In just a blink of an eye, our world is completely different. Last week I went to a grocery store with well-stocked shelves, and passed on getting toilet paper because we had a few rolls already at home. This week the same grocery store had empty shelves and had me kicking myself I didn’t buy that toilet paper because there is now a shortage. Two weeks ago I bought my 18 year old her senior prom dress and watched her smile and laugh with excitement as she tried her dress on looking forward to her very last prom. Now, this week we are being told more than likely they will not be returning to school and that means no prom, no graduation, no more senior memories for her. My heart truly aches for all my children, but it really does for her as this was supposed to be such a special memorable time for her.

So what are we supposed to do when we are facing such scary and uncertain times? How do we ease our children’s fear and anxiety through this? How do we calm our own anxieties and worry? These are all really hard questions, and because everyone is unique and deals with things differently there may be ways one person handles a situation that works better for them. As a Christian, I am doing my best to handle the situation the only way I know how with God by my side.

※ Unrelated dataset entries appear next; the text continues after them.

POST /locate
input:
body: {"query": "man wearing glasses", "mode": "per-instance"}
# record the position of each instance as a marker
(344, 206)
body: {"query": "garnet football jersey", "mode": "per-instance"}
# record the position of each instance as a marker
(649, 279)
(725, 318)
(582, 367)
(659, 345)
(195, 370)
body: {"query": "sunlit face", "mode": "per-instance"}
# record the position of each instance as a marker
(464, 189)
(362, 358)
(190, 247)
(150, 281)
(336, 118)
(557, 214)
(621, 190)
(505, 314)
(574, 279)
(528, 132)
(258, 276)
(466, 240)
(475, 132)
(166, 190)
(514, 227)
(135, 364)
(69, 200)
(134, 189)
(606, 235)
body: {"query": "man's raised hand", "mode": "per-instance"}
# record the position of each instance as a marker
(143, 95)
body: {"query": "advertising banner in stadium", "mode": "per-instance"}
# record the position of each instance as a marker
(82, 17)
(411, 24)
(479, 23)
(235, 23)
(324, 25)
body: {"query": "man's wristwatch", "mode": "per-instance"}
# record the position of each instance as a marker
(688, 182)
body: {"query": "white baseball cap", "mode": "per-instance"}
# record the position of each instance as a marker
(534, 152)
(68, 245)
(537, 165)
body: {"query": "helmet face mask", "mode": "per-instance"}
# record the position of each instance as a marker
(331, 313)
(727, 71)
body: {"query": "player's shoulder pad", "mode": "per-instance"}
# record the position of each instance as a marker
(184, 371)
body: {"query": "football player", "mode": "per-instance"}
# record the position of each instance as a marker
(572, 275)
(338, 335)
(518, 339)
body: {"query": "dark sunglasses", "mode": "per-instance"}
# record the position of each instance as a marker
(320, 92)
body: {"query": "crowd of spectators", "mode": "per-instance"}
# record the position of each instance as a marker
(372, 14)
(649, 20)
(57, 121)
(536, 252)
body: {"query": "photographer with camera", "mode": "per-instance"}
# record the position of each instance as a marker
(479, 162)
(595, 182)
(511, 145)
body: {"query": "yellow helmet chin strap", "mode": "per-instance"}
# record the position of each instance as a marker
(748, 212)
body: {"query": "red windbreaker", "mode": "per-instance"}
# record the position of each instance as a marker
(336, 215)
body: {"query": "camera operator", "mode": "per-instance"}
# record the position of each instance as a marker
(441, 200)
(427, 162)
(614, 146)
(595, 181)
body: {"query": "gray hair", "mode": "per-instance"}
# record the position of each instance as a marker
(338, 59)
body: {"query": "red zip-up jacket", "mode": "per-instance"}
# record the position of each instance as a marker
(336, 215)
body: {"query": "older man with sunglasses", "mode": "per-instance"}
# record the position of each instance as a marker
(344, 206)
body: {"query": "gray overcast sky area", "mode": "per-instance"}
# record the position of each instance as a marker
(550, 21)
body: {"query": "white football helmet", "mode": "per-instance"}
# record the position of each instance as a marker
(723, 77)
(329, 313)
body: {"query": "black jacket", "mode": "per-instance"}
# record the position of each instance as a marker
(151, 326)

Here are a few tips that I am encouraging not only myself to follow but my family as well:

  • PRAY. Pray for our world, our country, your community, your family, your friends. Talk to him. Tell him your worries and concerns. Pray that we soon can get back to what we know as normal. Pray for a cure. Pray for those who are already sick to be healed. Pray for a hedge of protection for your loved ones and others. Just give everything to him. Prayer is so powerful, and trust me it works!! I prayed to the Lord and he answered me. He freed me from all my fears. Psalm 3:14.
  • Don’t allow FEAR to rule your life. Trust me, I know this is easier said than done. It is difficult for me as well. However, we cannot live our lives in fear. We just can’t. We must stay strong, and lay all of our worries at God’s feet. We must make sure our kids see that we are strong and not living in a state of panic or fear. It is important for their mental well-being that we do this. Kids are so vulnerable, and so it is important for us to create an atmosphere of peace for them. Stay strong and don’t let the fear take over, live your life!! Tell everyone who is discouraged, Be strong and don’t be afraid! God is coming to your rescue. Isaiah 35:4.
  • Focus on the GOOD. I always try to find blessings out of every situation I am put in. Even the messy ones. Yes, the world is a scary and messy place right now. However, let’s try and find some good things to pull out of this. The first thing I can think of is that I get to spend more time with my family. Now that we are all home, we can spend more quality time together. Last night, we had a family game night and just chatted. It has been a long time since we have gotten to do that. So that was a huge blessing. Instead of focusing on the negativity and fear, reset your mind and always search for the good and the hope. An anxious heart weighs a man down, but a kind word cheers him up. Proverbs 12:25.
  • Know God is in CONTROL. You may be scared, your children may be scared and worried, but God is with you. Lean on him for your strength to get through this. Allow him to be your rock. When you feel the anxiety taking over your mind, pray and know that God is in control of this situation and he will never leave your side. Let him guide you to learn how to deal with the new normal we are all facing, let him show you that through him, you are strong. Peace is what I leave with you, it is my own peace that I give you. I do not give it as the world does. Do not be worried and upset; do not be afraid. John 14:27.

Just know I will be praying for everyone during this time, and I pray that very soon this uncertain time will be over. I know you are all scared, but I also pray that each of you are covered with many blessings today.